O Tesouro Enterrado
I
César Luchini, jovem generoso, mas temperamental, assistia à reunião espírita,
junto dos pais, embora contrafeito.
Demétrio, o orientador desencarnado, falava, benevolente, em torno da educação.
- Meus filhos – dizia em determinado tópico do comentário evangélico -, é
preciso amparar a criança, armando-lhe o coração com valores morais.

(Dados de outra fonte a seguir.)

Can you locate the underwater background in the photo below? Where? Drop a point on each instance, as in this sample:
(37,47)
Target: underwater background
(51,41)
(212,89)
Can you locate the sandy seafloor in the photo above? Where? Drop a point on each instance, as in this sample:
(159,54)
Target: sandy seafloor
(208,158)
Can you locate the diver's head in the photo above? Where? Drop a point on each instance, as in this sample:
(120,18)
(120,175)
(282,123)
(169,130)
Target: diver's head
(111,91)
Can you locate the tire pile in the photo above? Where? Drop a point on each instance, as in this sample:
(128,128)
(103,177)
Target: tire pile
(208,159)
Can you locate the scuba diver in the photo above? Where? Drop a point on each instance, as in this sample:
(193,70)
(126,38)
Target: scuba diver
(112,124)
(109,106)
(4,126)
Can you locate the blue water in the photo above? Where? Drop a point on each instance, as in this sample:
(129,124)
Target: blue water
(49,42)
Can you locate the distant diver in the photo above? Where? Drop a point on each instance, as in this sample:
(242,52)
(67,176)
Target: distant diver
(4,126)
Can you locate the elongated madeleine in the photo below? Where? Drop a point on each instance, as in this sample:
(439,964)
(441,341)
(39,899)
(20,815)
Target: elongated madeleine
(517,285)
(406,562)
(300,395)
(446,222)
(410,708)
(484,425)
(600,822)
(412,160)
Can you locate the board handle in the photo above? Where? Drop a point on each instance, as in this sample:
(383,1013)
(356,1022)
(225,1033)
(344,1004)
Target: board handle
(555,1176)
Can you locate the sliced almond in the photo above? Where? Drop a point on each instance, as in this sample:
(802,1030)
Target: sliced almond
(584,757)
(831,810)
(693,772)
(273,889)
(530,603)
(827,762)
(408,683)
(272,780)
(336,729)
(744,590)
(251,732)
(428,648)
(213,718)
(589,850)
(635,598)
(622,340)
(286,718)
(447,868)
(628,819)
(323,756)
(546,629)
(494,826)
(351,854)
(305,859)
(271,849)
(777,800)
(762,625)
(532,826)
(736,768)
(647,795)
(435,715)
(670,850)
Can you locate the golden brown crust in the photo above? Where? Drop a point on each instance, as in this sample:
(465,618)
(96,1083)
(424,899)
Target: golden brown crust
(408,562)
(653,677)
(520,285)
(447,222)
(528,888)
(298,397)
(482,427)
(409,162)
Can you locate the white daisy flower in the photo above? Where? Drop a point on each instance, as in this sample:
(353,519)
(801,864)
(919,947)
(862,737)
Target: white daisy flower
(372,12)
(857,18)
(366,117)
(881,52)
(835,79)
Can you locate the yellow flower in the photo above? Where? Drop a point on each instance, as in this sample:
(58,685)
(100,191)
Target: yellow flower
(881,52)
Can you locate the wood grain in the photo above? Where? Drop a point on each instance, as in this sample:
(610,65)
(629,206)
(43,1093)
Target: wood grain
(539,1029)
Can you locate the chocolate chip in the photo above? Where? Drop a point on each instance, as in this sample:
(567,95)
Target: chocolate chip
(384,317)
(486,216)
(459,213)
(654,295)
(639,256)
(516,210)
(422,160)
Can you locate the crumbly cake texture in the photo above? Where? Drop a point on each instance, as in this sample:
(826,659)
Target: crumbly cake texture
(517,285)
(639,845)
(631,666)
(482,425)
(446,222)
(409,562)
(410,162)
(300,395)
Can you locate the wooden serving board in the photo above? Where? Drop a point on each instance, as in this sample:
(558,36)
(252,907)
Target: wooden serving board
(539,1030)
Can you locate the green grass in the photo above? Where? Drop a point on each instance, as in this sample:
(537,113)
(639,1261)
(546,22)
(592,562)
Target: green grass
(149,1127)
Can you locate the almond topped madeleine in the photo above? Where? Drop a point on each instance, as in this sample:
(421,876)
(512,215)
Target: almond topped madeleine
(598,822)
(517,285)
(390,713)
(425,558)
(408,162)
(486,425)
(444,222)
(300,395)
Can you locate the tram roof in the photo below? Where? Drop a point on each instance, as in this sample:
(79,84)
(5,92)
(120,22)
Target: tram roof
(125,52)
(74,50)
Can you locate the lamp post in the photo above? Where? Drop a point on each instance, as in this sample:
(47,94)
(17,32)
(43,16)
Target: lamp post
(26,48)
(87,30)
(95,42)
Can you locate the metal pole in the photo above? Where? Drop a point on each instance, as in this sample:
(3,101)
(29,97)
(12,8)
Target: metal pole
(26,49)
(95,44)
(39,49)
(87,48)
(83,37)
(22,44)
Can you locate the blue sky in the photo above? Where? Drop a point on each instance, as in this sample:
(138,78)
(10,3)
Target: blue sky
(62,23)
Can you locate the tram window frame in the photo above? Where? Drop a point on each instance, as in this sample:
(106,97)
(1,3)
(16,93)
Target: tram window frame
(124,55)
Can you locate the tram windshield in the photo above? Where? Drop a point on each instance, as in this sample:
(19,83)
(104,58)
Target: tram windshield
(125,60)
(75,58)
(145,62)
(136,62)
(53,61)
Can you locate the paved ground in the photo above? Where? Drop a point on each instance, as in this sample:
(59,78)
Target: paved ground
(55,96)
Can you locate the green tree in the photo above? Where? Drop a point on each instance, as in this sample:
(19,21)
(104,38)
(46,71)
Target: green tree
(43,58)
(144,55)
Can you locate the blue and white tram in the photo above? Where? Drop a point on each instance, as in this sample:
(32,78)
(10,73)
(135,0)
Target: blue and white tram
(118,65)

Muita gente acredita que meninos devem andar à solta, como planta de mato
agreste. E toca a deixa-los na rua, plenamente à vontade. Entretanto, quando
quer couve na horta, dispõe-se a defendê-la e discipliná-la. Ninguém consegue
sustentar pequena horta ou jardim sem esforço. Se, no trato da Natureza, a vida
pede atenção, como entregar a criança a si mesma? O Espírito comparece no berço
com as qualidades felizes ou infelizes que cultivou no passado e, realmente, não
prescinde da vigilância e da instrução necessárias para o justo aproveitamento
na luta que recomeça. Sabendo, de nossa parte, que a maioria das criaturas torna
à reencarnação, em conseqüência dos próprios erros, é imperioso estender braço
forte aos pequeninos, a fim de que, desde cedo, se fortaleçam para o combate às
tentações que surgirão deles mesmos. As tendências inferiores são raízes muito
difíceis de extirpar. E, se relaxamos, voltam a produzir para o mal, em tempo
certo, qual acontece com os vegetais venenosos esquecidos na terra.
Demétrio terminou, pelo médium, encarecendo a gravidade do problema e
distribuindo renovadoras consolações.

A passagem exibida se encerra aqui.